I often told the students to go home—the official notes would contain everything they needed. As a result an audience of 300, 500, even 1,200 shrank to 50 or 30. I wasn't happy about that; I would have preferred a larger audience, and yet I repeated my advice until the administration intervened. Why did I do it? Was it because I disliked the examination system, which blurred the line between thought and routine? Was it because I despised the idea that knowledge was a skill that had to be acquired and stabilized by rigorous training? Or was it because I didn't think much of my own performance? All these factors may have played a role. (p. 122).

But although he sympathised with the original aims of the student movement, Feyerabend was unimpressed by their leaders, feeling that their ideas were as authoritarian as those they were trying to replace. He reports having cut fewer lectures during the student strike than either before or afterwards! Nevertheless, by holding his lectures off-campus during this campus war, Feyerabend antagonised the administration that had hired him. Tales of him giving “A” grades to every student in his class, regardless of their production (or lack of it), abound.
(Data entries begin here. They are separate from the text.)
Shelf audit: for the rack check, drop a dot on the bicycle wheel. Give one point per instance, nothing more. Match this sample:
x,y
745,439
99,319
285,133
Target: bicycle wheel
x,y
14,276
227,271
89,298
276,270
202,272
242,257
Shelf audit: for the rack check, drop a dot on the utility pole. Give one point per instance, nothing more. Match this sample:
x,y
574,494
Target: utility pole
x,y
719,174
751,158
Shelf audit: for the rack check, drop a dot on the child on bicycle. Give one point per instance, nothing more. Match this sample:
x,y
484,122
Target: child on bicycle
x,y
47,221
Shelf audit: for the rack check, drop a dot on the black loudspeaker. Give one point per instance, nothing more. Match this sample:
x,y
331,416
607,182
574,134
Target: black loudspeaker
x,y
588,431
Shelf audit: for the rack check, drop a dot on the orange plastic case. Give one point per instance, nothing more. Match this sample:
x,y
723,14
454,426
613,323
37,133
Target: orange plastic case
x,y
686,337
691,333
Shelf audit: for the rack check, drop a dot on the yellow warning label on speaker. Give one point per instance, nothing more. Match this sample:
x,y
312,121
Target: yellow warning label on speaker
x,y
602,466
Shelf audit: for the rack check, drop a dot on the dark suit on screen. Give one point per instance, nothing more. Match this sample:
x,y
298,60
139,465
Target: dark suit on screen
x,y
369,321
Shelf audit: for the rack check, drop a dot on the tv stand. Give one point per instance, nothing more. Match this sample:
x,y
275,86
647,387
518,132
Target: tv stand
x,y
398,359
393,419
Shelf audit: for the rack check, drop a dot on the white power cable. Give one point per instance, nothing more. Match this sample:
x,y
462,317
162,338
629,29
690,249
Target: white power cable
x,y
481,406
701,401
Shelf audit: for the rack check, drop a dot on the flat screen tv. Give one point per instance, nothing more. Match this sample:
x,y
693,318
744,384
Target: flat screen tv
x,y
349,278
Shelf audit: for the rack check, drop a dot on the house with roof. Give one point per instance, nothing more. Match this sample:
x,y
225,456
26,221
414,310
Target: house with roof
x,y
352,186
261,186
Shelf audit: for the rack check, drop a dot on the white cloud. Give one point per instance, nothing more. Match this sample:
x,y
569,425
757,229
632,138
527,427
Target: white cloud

He had the impression that some of his colleagues, especially John Searle, wanted to have him fired, and that they only gave up when they realised how much paperwork would be involved (p. 126).

2.12 The Late Sixties

During the summer of 1966, Feyerabend lectured on church dogma at Berkeley. (“Why church dogma? Because the development of church dogma shares many features with the development of scientific thought” (pp. 137–8)). He eventually turned these thoughts into a paper on “Classical Empiricism”, published in 1970, in which he argued that empiricism shared certain problematic features with protestantism. He had already come some way from his 1965 defence of a “disinfected”, “tolerant” form of Empiricism. The publication, in 1969, of the four-page article, “Science Without Experience”, which argued that in principle experience is necessary at no point in the construction, comprehension or testing of empirical scientific theories finally gave notice that Feyerabend was no longer concerned to present himself as any kind of empiricist.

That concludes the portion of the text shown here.